Similarly, $t_{\max }$ is shown in Figure 13a and also superimposed on the petri dish in Figure 13b, using shades of green.

Finally, Figure 14 shows parametric images of $b_2$ of LF, with their color scale, for two different radii $r=4$ and 8 pixels, respectively. Visual inspection of the parametric images $b_1$ and considering the influence of the $b_1$ factor on the population curve, suggests that areas with a high parameter values exhibit a low population density.

In Figure 15, four locations are shown on different colonies of petri dish 2 in the final frame. The population curves that were extracted and modeled using the LF and the proposed LFSD, are shown in Figure 16. Again, it can be observed that the LFSD achieves more accurate population modeling in the cases of populations reaching their maximum during the acquisition, as well as in the case of population’s continuous grow.

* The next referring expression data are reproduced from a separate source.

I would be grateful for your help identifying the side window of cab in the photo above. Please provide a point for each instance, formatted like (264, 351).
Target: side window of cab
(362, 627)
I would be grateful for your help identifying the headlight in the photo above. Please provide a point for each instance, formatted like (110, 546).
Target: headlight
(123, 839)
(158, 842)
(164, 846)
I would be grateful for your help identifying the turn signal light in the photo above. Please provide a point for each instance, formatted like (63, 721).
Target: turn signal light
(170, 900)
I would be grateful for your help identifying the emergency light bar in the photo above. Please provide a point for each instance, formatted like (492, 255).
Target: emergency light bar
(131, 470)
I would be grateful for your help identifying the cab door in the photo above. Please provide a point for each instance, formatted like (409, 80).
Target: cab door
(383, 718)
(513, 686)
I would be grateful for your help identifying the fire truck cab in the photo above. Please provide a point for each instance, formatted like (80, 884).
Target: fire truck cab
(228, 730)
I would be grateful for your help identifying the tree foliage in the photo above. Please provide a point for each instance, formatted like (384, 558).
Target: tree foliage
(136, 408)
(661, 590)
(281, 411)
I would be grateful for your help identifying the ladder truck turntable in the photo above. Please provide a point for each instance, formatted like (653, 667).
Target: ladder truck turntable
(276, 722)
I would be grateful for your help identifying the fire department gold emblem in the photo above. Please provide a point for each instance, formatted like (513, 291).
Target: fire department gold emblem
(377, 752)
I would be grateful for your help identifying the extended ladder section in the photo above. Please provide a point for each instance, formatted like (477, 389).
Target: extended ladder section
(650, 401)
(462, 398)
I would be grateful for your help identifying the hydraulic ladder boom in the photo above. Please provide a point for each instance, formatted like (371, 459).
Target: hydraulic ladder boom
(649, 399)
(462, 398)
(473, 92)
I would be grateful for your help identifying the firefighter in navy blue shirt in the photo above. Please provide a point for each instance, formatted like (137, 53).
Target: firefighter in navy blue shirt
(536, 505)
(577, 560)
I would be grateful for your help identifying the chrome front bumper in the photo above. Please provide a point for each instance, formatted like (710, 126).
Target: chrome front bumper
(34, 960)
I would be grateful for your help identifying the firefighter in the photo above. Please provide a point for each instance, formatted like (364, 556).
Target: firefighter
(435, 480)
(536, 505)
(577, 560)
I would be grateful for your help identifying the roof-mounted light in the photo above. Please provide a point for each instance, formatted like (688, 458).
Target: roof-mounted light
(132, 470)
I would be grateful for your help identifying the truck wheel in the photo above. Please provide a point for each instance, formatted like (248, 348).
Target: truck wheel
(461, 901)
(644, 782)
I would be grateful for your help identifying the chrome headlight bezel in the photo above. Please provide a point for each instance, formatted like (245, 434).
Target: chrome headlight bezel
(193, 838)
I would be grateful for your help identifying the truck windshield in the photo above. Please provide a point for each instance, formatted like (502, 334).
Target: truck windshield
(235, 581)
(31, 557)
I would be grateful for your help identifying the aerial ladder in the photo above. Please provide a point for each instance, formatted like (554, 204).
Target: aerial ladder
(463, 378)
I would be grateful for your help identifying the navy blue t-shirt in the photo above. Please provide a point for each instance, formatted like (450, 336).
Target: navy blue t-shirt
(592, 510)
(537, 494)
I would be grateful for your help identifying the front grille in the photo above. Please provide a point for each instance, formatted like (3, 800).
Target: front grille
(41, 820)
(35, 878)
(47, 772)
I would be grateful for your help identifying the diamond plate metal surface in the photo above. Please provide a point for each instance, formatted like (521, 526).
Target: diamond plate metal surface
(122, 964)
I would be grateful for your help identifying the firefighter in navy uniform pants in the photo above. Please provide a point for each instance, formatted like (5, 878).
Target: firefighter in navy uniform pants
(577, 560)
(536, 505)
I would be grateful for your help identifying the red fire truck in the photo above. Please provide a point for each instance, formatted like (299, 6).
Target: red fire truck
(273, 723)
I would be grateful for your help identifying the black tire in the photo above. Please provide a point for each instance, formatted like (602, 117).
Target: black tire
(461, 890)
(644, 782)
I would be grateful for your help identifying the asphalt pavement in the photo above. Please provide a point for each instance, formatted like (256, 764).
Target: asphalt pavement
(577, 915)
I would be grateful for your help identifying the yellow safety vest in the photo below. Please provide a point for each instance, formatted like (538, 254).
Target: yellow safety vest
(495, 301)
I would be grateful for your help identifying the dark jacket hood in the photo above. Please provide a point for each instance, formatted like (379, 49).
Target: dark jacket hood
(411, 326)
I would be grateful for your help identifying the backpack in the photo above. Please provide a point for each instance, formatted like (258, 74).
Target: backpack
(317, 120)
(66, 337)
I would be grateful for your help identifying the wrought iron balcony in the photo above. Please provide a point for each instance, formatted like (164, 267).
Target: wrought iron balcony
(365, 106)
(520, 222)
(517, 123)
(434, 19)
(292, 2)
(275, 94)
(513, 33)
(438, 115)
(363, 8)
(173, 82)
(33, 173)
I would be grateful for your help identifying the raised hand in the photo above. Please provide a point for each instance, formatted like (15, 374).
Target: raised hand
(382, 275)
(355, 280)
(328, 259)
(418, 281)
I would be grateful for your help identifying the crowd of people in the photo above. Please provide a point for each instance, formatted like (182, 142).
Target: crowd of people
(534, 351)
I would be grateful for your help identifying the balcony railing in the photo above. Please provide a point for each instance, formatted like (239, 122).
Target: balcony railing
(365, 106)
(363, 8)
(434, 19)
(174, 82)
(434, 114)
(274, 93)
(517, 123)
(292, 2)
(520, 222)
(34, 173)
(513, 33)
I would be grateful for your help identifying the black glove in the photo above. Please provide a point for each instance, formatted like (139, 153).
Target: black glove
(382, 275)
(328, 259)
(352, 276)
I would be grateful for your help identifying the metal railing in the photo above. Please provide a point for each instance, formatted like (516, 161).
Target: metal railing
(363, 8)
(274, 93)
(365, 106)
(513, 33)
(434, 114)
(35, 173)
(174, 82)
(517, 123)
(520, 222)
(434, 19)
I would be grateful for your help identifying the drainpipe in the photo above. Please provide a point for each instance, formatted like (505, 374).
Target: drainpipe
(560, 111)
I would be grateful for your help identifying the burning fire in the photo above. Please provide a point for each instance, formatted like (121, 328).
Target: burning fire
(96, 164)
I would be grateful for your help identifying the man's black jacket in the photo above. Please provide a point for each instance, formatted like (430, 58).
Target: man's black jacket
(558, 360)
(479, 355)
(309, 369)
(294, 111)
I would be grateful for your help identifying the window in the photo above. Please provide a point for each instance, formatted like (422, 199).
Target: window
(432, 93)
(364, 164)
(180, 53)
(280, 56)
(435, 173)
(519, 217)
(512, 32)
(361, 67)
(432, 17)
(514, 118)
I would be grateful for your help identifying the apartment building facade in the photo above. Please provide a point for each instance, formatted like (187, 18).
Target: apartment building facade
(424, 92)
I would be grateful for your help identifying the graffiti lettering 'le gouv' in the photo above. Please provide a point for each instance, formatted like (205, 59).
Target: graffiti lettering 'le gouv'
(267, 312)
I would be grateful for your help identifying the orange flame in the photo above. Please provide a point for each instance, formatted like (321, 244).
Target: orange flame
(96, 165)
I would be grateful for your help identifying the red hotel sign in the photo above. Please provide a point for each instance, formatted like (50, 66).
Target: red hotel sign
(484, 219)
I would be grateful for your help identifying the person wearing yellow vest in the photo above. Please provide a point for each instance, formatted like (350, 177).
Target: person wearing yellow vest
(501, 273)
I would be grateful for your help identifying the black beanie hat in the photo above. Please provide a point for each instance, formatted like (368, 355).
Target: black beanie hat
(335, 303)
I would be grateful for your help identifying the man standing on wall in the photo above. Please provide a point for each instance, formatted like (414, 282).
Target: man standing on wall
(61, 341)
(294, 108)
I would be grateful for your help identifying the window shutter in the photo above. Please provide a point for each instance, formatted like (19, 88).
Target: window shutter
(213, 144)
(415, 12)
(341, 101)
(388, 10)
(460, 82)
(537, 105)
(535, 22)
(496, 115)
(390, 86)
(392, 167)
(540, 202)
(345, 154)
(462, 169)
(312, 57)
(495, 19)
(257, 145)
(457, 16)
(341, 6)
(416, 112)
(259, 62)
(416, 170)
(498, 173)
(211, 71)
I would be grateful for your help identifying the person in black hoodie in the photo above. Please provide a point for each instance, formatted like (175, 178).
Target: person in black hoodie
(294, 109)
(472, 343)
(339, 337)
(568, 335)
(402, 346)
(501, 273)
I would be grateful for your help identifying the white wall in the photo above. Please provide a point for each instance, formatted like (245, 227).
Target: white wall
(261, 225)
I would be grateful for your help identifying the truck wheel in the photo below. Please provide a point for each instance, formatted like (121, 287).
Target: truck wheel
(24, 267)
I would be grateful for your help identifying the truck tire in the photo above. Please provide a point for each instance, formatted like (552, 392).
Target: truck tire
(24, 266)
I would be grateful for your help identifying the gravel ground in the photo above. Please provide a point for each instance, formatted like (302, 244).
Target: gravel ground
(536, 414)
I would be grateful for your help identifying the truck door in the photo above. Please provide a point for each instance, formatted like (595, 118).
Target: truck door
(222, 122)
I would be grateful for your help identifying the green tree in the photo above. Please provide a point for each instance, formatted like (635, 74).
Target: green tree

The parametric image of petri dish 2 that depicts the time in which the population is maximized, is shown in Figure 17. Blue color represents pixels with continuously increasing population that did not exhibit maximum value during the acquisition, yellow color marks pixels whose $t_{\max }$ cannot be determined because the curve is too noisy to be modeled (or pixels outside the dish) and finally shades of green color (from black to light green) encode the determined value of $t_{max}$ for the remaining pixels, in the range $[0,900]$ frame. Note that even the yellow pixels inside the petri dish appear in areas where no visible colony growth could be detected

In Figure 18, four locations are shown on different colonies of petri dish 3. The extracted population curves and the extracted LF and LFSD-based models are depicted in Figure 19. It can be observed that the LFSD achieves more accurate population modeling.

4. Conclusions

In this paper, a low-complexity approach for petri dish image acquisition, automatic measure and mathematically modeling fungus evolution was presented. The images were acquired using an inexpensive web camera. An image-based heuristic method for microbial number estimation was described and applied for the generation of experimental population curves. A novel modeling approach based on the LFSD was presented for the population evolution and compared with the conventional LF. Our results highlighted that the the proposed approach outperforms the commonly-used LF one, in terms of accuracy, since it can also capture decreasing trends of the population evolution. The concept of parametric imaging was studied in order to further improve the visualization of the LFSD model parameters. Finally, the different origins of the three petri dishes, the variety of image acquisition process, image quality and resolution and the different species of growing microorganisms, show the robustness of the proposed population measurement and modeling method.

Future work may include comparison between the growth measures identified in this work, such as the rate of growth and the time of maximum population, between different cultures of the same or different micro-organisms. Such comparisons also require identical image acquisition conditions and equipment and possibly color histogram normalization of the images, adapted to the background color of each individual dish.